Machine learning in trading: theory, models, practice and algo-trading - page 3307

 
Yes, what an era gone) What kind of people they were - Shurik, Koldun, ...)
 
Aleksey Nikolayev #:
Yes, what an era gone) What kind of people they were - Shurik, Koldun, ...)

Alexey Burnakov, Dr Trader...


one is worth hundreds...

 
mytarmailS matched the parameters to it in 10 iterations instead of 10000, can it be considered an untrained model?

After all, the very phrase"we came up with" also implies some kind of thought process (iterations).

How does the final model know whether it was brain or computer iterations and whether there is a difference between the two?

The question arose after reading Prado's article

the point is that the optimum can be found in 1000 iterations or 100, if we are talking about optimising some parameters of the model. as the number of iterations increases, the probability of finding it simply increases.

I said earlier that it is very important to use an estimate that gives the maximum value of what you want to find. using an incorrect estimate leads to guessing at coffee grounds.

 

Alexey stumbled into DQN and went no further, preferring to write stories about Valera. The DR trader got in touch with Alexander, and the latter ruined him, as the former had no opinion.

The only character was Wizard, who clearly understood something a bit, but was too nervous, and when he realised he was about to be caught up - ran away.

Tellingly, everyone wrote in R, so it achieved nothing, for R destroys the mind
 
Aleksey Vyazmikin #:

Overlearning arises from the memorisation of rare phenomena. These phenomena are isolated purely statistically, as there is no model describing cause and effect.

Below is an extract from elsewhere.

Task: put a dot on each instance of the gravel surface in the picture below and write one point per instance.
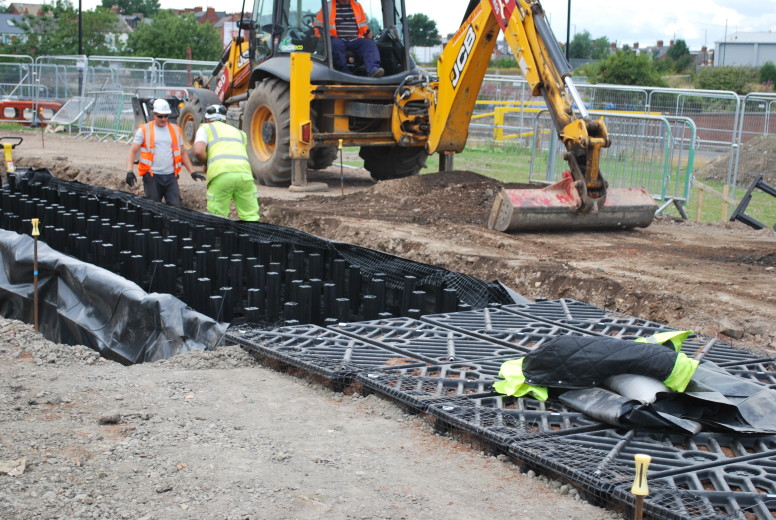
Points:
(215, 435)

At the same time, a loss does not always mean that the model is overtrained.

Andrey Dik #:

the point is that the optimum can be found for 1000 iterations and for 100, if we are talking about optimisation of some parameters of the model. with increasing number of iterations the probability of finding it simply increases.

I said earlier that it is very important to use such an estimate that gives the maximum value of what you want to find. using an incorrect estimate leads to guessing at coffee grounds.


You don't even understand the essence of my question

 
mytarmailS #:


You didn't even get the gist of my question

I was talking about one thing, Alexei about another.

and I didn't expect my thought to be taken at face value.

Imagine that the set of parameters you need exists in a complete set of all variants. now think about what the estimation should be, so that at any number of iterations it would be possible to find only and exactly this set? if the fit grows with the growth of iterations, it means that it is not the set that is incorrectly located, but the incorrect estimation is used.

 
Andrey Dik #:

I was talking about one thing, Alexei was talking about another.

And both about the wrong thing.


Read the article, then about the problem of multiple testing, then my question again.

 
Andrey Dik #:
so that with any number of iterations you can find just this set.

Song of old!

Nobody needs this set. And optimisation in the tester is looking for just such a unique set and a large number of "optimisers" are satisfied with this single set of parameters without paying attention to the "two-dimensional diagram", by which you can try to find a set of sets, i.e. find a plateau, not a maximum.

And the optimal set, which on the two-dimensional diagram looks like a green island among pale or white squares, indicates overtraining, i.e. some particularity, which is very optimal, but which will never be met again, is taken out, which is called overtraining.

 
mytarmailS #:

And they're both about the wrong thing.

Read the article, then the problem of multiple testing, then my question again.

As you wish, I'm not insisting.

 
СанСаныч Фоменко #:

Song of old!

Nobody needs this set. And optimisation in the tester is looking for just such a unique set and a large number of "optimisers" are satisfied with this single set of parameters without paying attention to the "two-dimensional diagram", by which you can try to find a set of sets, i.e. find a plateau, not a maximum.

And the optimal set, which on the two-dimensional diagram looks like a green island among pale or white squares, indicates overtraining, i.e. some particularity, which is very optimal, but which will never be met again, is taken out, which is called overtraining.

OK, let me ask a simple question: can you unambiguously estimate what you call "plateau"? - if you can, then describe the estimation so that what you have on the plateau has the maximum estimation value!!!! - is it so hard to understand, make the estimation unambiguous so that what you need to find has the maximum possible estimation.

Once again, if the maximum is not what you want when optimising, then you are using the wrong estimate.